Inherent mirth and dignity

Behind the Scenes

Warning: Sincere and unfunny content.

With regards to "politically correct" word usage...

Andrea:  Could we replace “this joke is a bit of a long walk” with a different metaphor?

My first thought:  BUT IT’S NOT EVEN A WALKING-HUMAN METAPHOR!  Do I HAVE to?

“Do I HAVE to?” is the wrong question.  Firstly, I don’t have to.  I like to think I am the kind of person who would choose to, but clearly this isn’t always my first instinct.

Step one in evolving language isn’t deciding between options. Step one is figuring out what those option are, and expanding them.  That’s where the magic happens.  

The first step is to change the question you’re asking your brain.  Shift out of power struggle, or a conversation about censorship, and just treat it as a writing prompt.

Not, “How can I preserve what I’ve written without using language x?”, but “How can I write something better than what I’ve written?”

My favourite example of this is Jason Shelton’s song “Standing on the Side of Love”, which came to him as a sentence in a very powerful way.  He was reluctant to change it, because it had a place in a specific story.  

His eventual choice “Answering the Call of Love” isn’t a patch-fix to avoid ableist language.  It’s an improvement.  It’s a continuation of the story… This sentence, too, came to him in a flash, after he’d been feeding his brain the question of “How could I respond to this in a loving and intentional way?”  And the act of changing the language didn’t ruin the first story—it continued it.  The act of changing the language was an act of answering the call of love.

When Andrea suggested changing “This joke is a bit of a long walk”, my reaction was defensive.  It always is.  Even when, as is the case with this line, I am instinctively protecting some writing that is not even good.

My brain is like a kitten.  It can be compassionate, but not reliably so.  It does not always respond to morality, and it ignores rules. Telling it what we should write is not effective. 
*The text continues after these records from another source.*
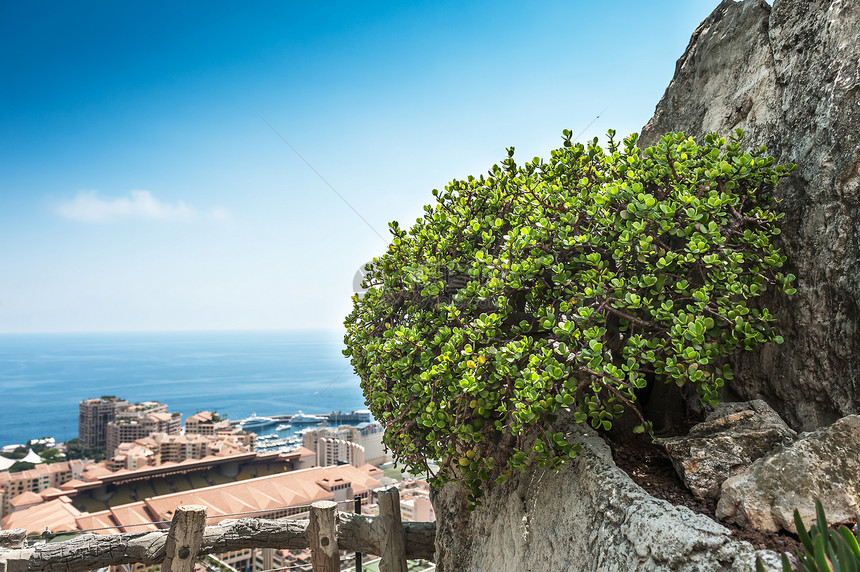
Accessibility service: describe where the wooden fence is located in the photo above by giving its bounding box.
[0,488,436,572]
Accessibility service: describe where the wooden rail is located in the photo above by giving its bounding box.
[0,488,436,572]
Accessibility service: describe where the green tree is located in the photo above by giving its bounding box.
[344,131,794,501]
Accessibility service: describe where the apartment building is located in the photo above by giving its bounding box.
[185,411,230,435]
[0,459,84,515]
[105,433,252,471]
[106,412,182,457]
[78,395,129,449]
[302,423,391,467]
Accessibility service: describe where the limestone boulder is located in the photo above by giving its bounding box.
[658,399,797,499]
[640,0,860,430]
[717,415,860,532]
[432,426,781,572]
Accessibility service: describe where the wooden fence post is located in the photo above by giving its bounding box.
[161,504,206,572]
[308,501,340,572]
[354,497,362,572]
[0,528,27,549]
[377,487,406,572]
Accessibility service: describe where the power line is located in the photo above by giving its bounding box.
[254,110,388,244]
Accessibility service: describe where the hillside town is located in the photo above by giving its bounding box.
[0,396,435,572]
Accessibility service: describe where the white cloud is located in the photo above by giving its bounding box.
[54,191,230,222]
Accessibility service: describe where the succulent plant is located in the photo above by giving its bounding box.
[344,131,794,502]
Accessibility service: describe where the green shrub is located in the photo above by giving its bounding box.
[756,499,860,572]
[344,131,794,501]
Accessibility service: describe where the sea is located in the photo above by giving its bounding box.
[0,330,365,446]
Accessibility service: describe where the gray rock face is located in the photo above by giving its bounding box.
[641,0,860,430]
[659,400,797,499]
[717,415,860,532]
[433,426,780,572]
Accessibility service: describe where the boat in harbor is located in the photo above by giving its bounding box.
[290,410,328,425]
[239,411,275,431]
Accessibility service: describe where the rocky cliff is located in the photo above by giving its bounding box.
[642,0,860,430]
[433,425,780,572]
[434,0,860,571]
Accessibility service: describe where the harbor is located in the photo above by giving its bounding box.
[230,410,373,453]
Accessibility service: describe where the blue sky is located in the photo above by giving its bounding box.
[0,0,718,332]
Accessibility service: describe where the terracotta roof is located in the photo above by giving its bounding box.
[2,498,81,533]
[9,491,44,508]
[39,487,66,500]
[75,510,121,534]
[60,479,89,491]
[144,465,380,524]
[287,447,316,457]
[358,463,385,479]
[110,501,158,532]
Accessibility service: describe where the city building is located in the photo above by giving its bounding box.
[0,459,85,515]
[78,395,129,449]
[105,412,182,457]
[185,411,230,435]
[105,433,251,471]
[302,423,391,467]
[2,465,380,534]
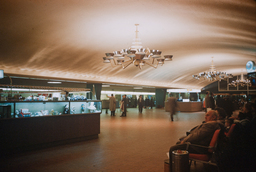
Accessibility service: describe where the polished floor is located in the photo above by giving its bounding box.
[0,108,214,172]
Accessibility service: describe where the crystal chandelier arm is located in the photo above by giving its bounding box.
[122,60,133,69]
[143,60,158,68]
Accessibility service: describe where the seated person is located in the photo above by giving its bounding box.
[169,110,224,170]
[215,107,227,125]
[225,118,234,133]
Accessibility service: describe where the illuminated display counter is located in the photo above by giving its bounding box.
[165,102,203,112]
[0,100,102,153]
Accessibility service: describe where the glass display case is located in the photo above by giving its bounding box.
[0,100,102,118]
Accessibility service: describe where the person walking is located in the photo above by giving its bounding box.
[167,94,178,121]
[120,95,127,117]
[109,94,116,116]
[138,95,144,113]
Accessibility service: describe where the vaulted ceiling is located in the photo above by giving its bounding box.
[0,0,256,89]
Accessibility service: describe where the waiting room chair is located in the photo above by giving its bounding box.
[225,124,236,137]
[189,129,220,166]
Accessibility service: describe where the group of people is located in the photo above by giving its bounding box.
[109,94,154,117]
[169,100,256,172]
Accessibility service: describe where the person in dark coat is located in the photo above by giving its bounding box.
[169,110,224,169]
[138,95,144,113]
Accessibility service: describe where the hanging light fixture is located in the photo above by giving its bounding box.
[103,24,173,69]
[192,57,233,81]
[228,73,251,87]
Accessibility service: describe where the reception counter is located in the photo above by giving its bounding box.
[165,102,202,112]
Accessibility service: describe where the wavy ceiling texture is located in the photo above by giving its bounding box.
[0,0,256,89]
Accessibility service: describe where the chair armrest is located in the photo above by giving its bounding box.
[186,142,215,152]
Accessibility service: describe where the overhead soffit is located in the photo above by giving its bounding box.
[0,0,256,89]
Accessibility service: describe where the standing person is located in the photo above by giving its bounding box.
[120,95,127,117]
[109,94,116,116]
[167,94,177,121]
[210,92,215,110]
[150,97,154,109]
[204,91,211,112]
[138,95,144,113]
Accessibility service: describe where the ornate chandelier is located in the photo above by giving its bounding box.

If I start a fight with it, it will fight.  If I dangle a challenge in front of it, off it goes like a kitten chasing a string.
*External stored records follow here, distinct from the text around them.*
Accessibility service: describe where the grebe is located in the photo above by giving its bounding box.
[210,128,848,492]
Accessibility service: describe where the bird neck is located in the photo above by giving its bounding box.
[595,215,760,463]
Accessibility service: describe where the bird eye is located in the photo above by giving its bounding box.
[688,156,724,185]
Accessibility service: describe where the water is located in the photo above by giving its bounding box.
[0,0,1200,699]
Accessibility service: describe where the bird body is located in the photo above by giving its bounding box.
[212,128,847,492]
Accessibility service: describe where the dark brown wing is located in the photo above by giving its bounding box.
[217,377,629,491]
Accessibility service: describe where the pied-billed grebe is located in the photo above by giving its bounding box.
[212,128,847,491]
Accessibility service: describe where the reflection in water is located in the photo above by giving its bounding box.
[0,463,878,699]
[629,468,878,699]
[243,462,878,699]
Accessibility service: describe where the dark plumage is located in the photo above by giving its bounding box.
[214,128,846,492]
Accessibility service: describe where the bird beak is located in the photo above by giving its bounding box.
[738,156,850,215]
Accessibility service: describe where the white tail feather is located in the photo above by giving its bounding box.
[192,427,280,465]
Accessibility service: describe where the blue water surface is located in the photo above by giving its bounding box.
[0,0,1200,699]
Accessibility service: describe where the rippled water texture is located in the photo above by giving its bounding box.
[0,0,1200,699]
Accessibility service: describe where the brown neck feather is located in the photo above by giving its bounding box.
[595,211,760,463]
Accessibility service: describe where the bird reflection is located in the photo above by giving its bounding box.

I have to intentionally say “Okay, brain, treat this as a writing prompt.  What would be even better?”

In this case, brain came back with "Okay, the punchline to this joke is a bit UU (as in, it’s four paragraphs)”.  

Which is better.  It’s funny.  Long walk was not funny.
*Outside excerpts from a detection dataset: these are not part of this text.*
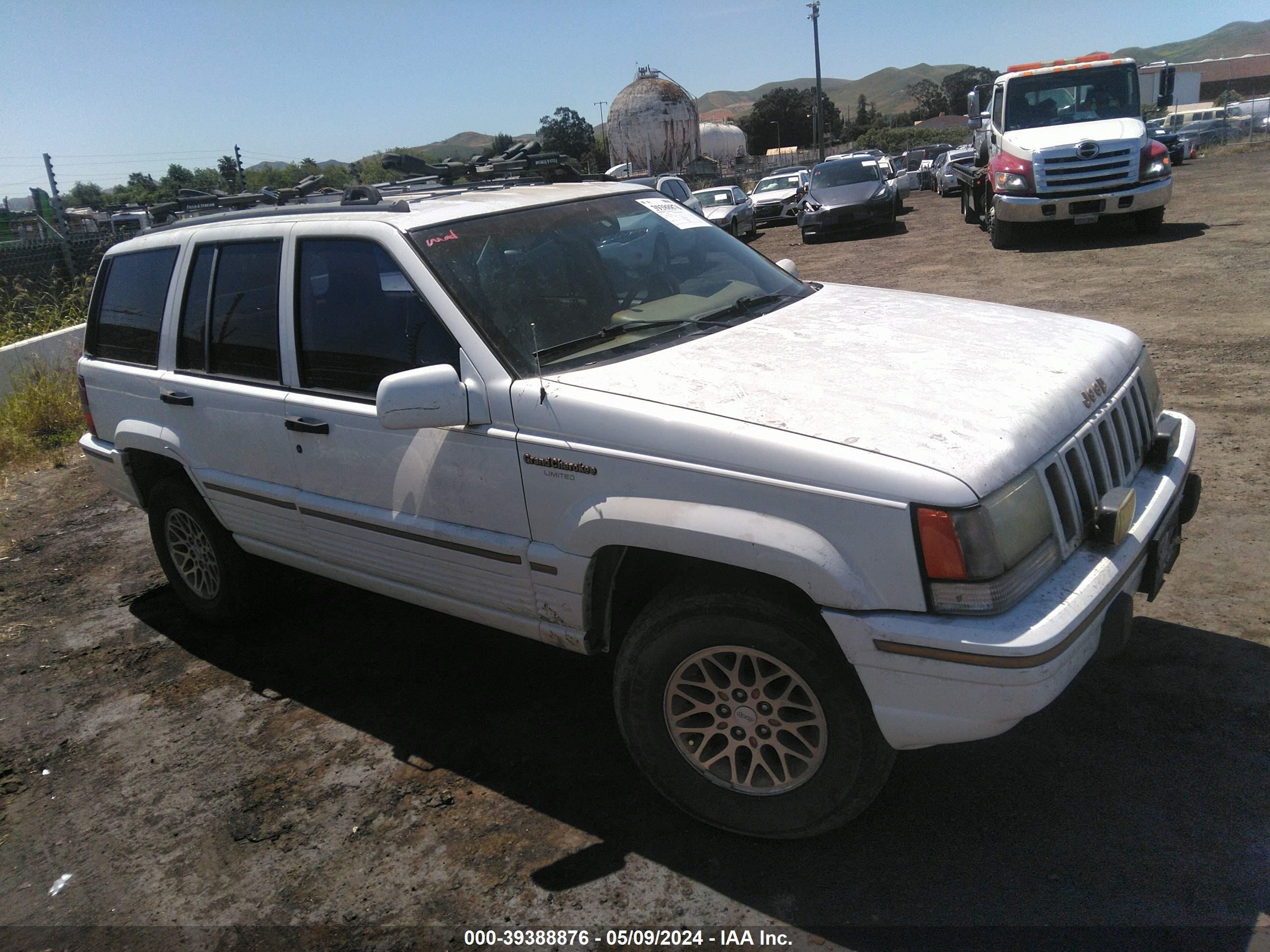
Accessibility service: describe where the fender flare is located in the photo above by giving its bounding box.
[569,496,874,608]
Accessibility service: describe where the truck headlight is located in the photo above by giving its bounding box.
[916,470,1062,615]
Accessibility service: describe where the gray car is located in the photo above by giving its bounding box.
[798,156,895,245]
[692,185,758,238]
[931,148,974,198]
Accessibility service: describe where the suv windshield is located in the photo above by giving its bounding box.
[692,188,733,208]
[755,175,799,195]
[1006,66,1141,132]
[410,191,813,377]
[811,159,881,190]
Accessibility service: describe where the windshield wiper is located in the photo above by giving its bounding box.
[696,292,798,324]
[534,317,697,357]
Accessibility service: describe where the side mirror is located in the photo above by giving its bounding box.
[375,363,467,430]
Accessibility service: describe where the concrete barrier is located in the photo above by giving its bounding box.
[0,324,84,400]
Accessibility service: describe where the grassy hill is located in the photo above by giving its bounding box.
[697,62,967,120]
[366,132,534,161]
[1115,20,1270,64]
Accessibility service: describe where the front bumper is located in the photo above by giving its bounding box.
[992,175,1173,222]
[822,411,1197,749]
[798,202,895,235]
[755,198,799,225]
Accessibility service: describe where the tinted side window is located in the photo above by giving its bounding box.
[207,241,282,382]
[84,247,176,367]
[176,245,216,371]
[296,238,459,404]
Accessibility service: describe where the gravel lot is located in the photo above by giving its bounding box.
[0,145,1270,952]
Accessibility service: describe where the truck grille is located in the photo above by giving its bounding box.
[1040,371,1154,556]
[1032,140,1139,195]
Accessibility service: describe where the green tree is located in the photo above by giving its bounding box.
[66,182,107,208]
[538,105,596,159]
[856,93,869,126]
[216,155,238,189]
[940,66,1001,116]
[736,86,842,155]
[904,80,948,119]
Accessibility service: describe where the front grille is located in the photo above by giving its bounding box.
[1040,371,1154,556]
[1032,140,1139,194]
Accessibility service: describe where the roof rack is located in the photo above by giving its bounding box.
[150,142,612,229]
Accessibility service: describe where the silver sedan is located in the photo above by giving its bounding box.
[692,185,758,238]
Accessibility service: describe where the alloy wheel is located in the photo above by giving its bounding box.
[164,509,221,602]
[664,645,828,796]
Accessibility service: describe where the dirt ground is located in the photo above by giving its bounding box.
[0,145,1270,952]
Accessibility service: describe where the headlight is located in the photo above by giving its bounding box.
[992,171,1031,191]
[917,470,1062,615]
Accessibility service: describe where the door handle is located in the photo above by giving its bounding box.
[159,390,195,406]
[283,416,330,433]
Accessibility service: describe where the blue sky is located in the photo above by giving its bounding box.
[0,0,1266,197]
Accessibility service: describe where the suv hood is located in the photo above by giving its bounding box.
[749,188,798,204]
[1004,119,1147,159]
[558,285,1142,496]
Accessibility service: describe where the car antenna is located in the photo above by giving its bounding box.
[530,321,547,406]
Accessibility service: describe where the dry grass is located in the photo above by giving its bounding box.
[0,363,84,467]
[0,274,93,347]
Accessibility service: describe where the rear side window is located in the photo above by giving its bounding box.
[176,241,282,383]
[296,238,459,396]
[84,247,176,367]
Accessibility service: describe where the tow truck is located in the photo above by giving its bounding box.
[952,53,1172,249]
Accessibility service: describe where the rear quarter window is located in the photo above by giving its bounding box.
[84,246,176,367]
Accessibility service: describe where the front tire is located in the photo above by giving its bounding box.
[988,206,1016,251]
[146,478,254,623]
[613,590,895,839]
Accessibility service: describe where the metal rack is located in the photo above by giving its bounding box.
[150,142,612,227]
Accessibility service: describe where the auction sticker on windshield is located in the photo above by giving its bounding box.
[635,198,714,229]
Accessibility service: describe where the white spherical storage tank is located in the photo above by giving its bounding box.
[609,66,701,175]
[701,122,748,163]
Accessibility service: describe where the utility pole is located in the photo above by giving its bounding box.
[592,99,613,167]
[45,152,75,278]
[808,0,824,163]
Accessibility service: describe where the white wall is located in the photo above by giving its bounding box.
[0,324,84,400]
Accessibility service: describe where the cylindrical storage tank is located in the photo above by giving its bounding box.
[609,67,701,175]
[701,122,748,163]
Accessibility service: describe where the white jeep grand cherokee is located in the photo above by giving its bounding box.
[79,183,1199,836]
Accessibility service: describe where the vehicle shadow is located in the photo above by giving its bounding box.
[803,221,908,245]
[1019,219,1210,254]
[132,576,1270,952]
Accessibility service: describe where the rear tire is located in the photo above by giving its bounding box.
[1133,206,1165,235]
[146,478,258,623]
[613,589,895,839]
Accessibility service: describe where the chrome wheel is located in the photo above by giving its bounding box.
[164,509,221,602]
[663,645,828,796]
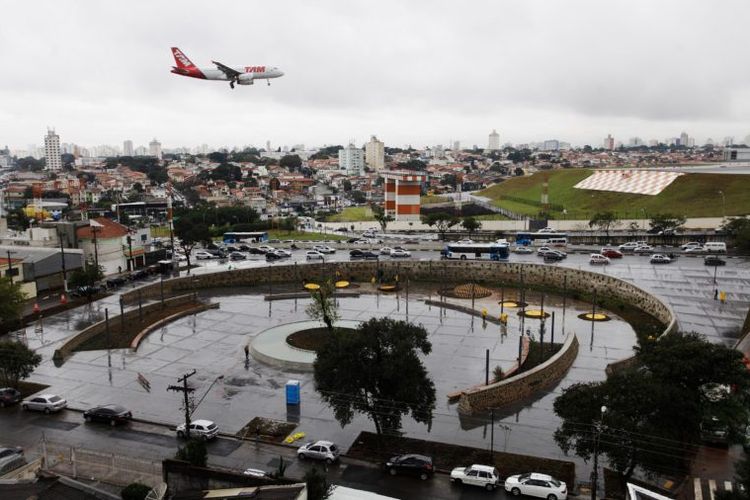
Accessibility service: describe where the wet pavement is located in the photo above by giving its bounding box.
[7,252,750,486]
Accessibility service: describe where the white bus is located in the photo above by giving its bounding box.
[441,240,510,261]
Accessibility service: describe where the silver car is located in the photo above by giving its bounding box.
[297,441,341,464]
[21,394,68,413]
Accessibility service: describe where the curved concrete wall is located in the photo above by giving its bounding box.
[123,260,677,333]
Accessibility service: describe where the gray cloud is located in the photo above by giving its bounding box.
[0,0,750,147]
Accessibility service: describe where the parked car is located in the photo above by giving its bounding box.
[680,241,703,250]
[83,404,133,426]
[684,246,708,253]
[313,245,336,254]
[703,255,727,266]
[0,387,21,408]
[649,253,672,264]
[391,248,411,259]
[589,253,609,265]
[229,252,247,260]
[175,420,219,441]
[195,250,217,260]
[385,454,435,481]
[21,394,68,413]
[297,441,341,464]
[505,472,568,500]
[0,446,26,475]
[599,248,622,259]
[305,250,325,260]
[349,250,378,260]
[451,464,502,491]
Nine times out of ten, the thing it comes back with will be better.  That’s why I start there.  Because I'm a writer, and so I do my job—I write.  Don’t look for a way to keep what’s good while removing the ableist language.  Look for a way to make something even better.

Never treat a fallen tree as a path-obstruction when you could treat it as a nurse-log.

Never hear “no” when you could hear “and then”.